Objective To study the role of B lymphocytes in systemic sclerosis (SSc). Methods Peripheral B cell subpopulations and the production of interleukin-6 (IL-6) and transforming growth factor beta ...(TGFbeta) were analyzed using flow cytometry and multiplex assay. The fibroblast proliferation rate upon incubation with supernatants from B cells isolated from SSc patients or healthy controls was assessed using XTT, bromodeoxyuridine, and Ki-67. Collagen production was assessed using a collagen assay. Results Ninety untreated patients (12 males) fulfilling the American College of Rheumatology/European League Against Rheumatism criteria for SSc (23 with diffuse cutaneous SSc dcSSc and 67 with limited cutaneous SSc lcSSc) and 30 healthy controls were recruited. Increased proportions of B cells expressing CD69 and CD95 were identified among the patients with SSc. B lymphocytes from dcSSc patients versus lcSSc patients and healthy controls expressed increased proportion of cells positive for CD5 (mean±SD 24.12±7.93% versus 14.09±6.58% P=0.03 and 14.21±5.34% P=0.01), CD86 (39.89±22.11% versus 17.72±13.98% P=0.0007 and 11.68±11.09% P<0.001), IL-6 receptor (IL-6R; 33.64±23.12% versus 17.91±13.62% P<0.0001 and 12.08±8.68% P=0.0009), or IL-21R (32.55±20.19% versus 5.76±4.40% P<0.0001 and 5.93±3.29% P<0.0001). In addition, the levels of IL-6 (mean±SD 314.3±317.8 pg/ml versus 6.10±2.58 pg/ml; P=0.0007) and TGFbeta (mean±SD 1,020±569 pg/ml versus 163.8±98.69 pg/ml; P=0.001) secreted by B lymphocytes from patients with SSc were increased compared to healthy controls.
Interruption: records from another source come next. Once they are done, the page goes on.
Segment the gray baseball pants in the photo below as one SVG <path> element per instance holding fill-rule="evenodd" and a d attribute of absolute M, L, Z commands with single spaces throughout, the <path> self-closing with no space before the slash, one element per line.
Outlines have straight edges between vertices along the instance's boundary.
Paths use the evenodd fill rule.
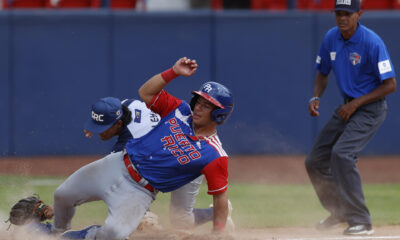
<path fill-rule="evenodd" d="M 123 152 L 111 153 L 73 173 L 54 193 L 54 230 L 71 228 L 75 207 L 103 200 L 108 207 L 104 225 L 86 239 L 127 239 L 135 231 L 156 197 L 132 180 L 123 162 Z"/>
<path fill-rule="evenodd" d="M 195 225 L 193 212 L 197 195 L 204 175 L 171 192 L 169 206 L 171 224 L 178 229 L 191 228 Z M 212 220 L 212 219 L 210 219 Z"/>
<path fill-rule="evenodd" d="M 338 109 L 306 158 L 307 173 L 322 206 L 331 214 L 350 226 L 371 224 L 356 162 L 386 118 L 386 101 L 361 106 L 348 122 L 339 117 Z"/>
<path fill-rule="evenodd" d="M 134 231 L 156 194 L 132 180 L 123 163 L 123 152 L 111 153 L 73 173 L 54 194 L 54 230 L 71 228 L 75 207 L 103 200 L 109 210 L 96 239 L 124 239 Z M 204 175 L 171 192 L 170 217 L 176 228 L 194 226 L 193 206 Z M 210 219 L 212 220 L 212 219 Z"/>

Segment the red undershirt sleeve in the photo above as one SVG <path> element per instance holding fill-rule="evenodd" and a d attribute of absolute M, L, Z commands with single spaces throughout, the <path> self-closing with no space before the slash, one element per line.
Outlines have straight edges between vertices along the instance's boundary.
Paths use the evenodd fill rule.
<path fill-rule="evenodd" d="M 153 112 L 160 114 L 161 117 L 167 116 L 171 111 L 176 109 L 182 100 L 172 96 L 164 89 L 153 97 L 150 104 L 146 106 Z"/>

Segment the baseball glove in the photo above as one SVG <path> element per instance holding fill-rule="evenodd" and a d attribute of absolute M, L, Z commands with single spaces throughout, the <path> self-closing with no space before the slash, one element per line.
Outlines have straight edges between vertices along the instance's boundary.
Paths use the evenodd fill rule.
<path fill-rule="evenodd" d="M 45 212 L 49 206 L 37 196 L 30 196 L 19 200 L 10 211 L 11 224 L 24 225 L 30 221 L 41 222 L 47 218 Z"/>

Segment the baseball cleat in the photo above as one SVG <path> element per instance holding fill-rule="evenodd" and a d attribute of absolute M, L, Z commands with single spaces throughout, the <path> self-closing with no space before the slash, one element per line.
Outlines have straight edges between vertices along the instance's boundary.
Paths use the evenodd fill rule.
<path fill-rule="evenodd" d="M 68 239 L 68 240 L 73 240 L 73 239 L 85 239 L 86 235 L 88 235 L 89 232 L 99 228 L 99 225 L 92 225 L 89 226 L 83 230 L 80 231 L 68 231 L 61 235 L 61 239 Z"/>
<path fill-rule="evenodd" d="M 359 224 L 348 227 L 344 230 L 344 235 L 371 235 L 374 233 L 371 224 Z"/>
<path fill-rule="evenodd" d="M 28 224 L 28 227 L 33 229 L 35 232 L 38 233 L 44 233 L 44 234 L 51 234 L 51 228 L 52 225 L 51 223 L 40 223 L 40 222 L 31 222 L 30 224 Z"/>

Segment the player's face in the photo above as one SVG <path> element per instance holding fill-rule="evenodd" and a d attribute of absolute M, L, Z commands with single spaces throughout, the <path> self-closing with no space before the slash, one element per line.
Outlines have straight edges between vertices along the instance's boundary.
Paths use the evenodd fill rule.
<path fill-rule="evenodd" d="M 193 109 L 193 123 L 198 126 L 208 125 L 212 122 L 211 112 L 214 108 L 214 104 L 199 96 Z"/>
<path fill-rule="evenodd" d="M 344 37 L 351 37 L 357 29 L 362 12 L 335 11 L 336 25 Z"/>
<path fill-rule="evenodd" d="M 103 141 L 110 140 L 112 137 L 119 134 L 119 132 L 121 131 L 121 128 L 122 128 L 122 121 L 118 120 L 114 125 L 112 125 L 105 132 L 100 133 L 99 137 Z"/>

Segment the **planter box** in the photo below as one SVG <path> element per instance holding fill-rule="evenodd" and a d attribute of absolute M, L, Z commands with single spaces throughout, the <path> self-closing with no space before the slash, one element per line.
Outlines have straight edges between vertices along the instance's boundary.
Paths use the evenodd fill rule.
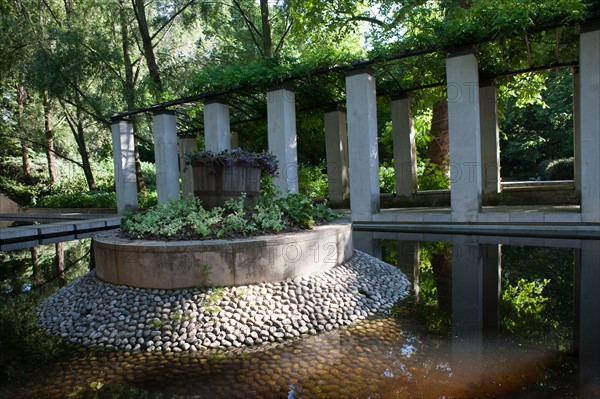
<path fill-rule="evenodd" d="M 235 240 L 129 240 L 112 231 L 93 245 L 99 279 L 157 289 L 278 282 L 329 270 L 354 252 L 350 221 Z"/>
<path fill-rule="evenodd" d="M 260 168 L 233 163 L 228 166 L 192 162 L 194 195 L 205 209 L 224 206 L 230 198 L 246 193 L 246 204 L 253 205 L 260 195 Z"/>

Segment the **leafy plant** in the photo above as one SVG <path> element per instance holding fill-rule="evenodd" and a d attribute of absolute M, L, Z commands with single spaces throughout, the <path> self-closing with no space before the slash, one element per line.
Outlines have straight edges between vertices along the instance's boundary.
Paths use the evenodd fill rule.
<path fill-rule="evenodd" d="M 125 214 L 121 230 L 131 238 L 190 240 L 277 233 L 286 228 L 308 229 L 337 217 L 339 214 L 324 204 L 314 204 L 299 194 L 262 198 L 252 207 L 244 206 L 242 196 L 230 199 L 224 208 L 210 211 L 202 208 L 200 200 L 189 196 L 143 212 Z"/>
Fibroblast proliferation and collagen production were also significantly increased in the presence of B cell supernatant from SSc patients as compared to healthy controls. Conclusion The numbers of activated B cells were increased in SSc patients, and the up-regulation of CD5, CD86, IL-6R, and IL-21R discriminated between patients with dcSSc and those with lcSSc. Peripheral B lymphocytes from SSc patients secreted both IL-6 and TGFbeta, and they activated fibroblasts in vitro.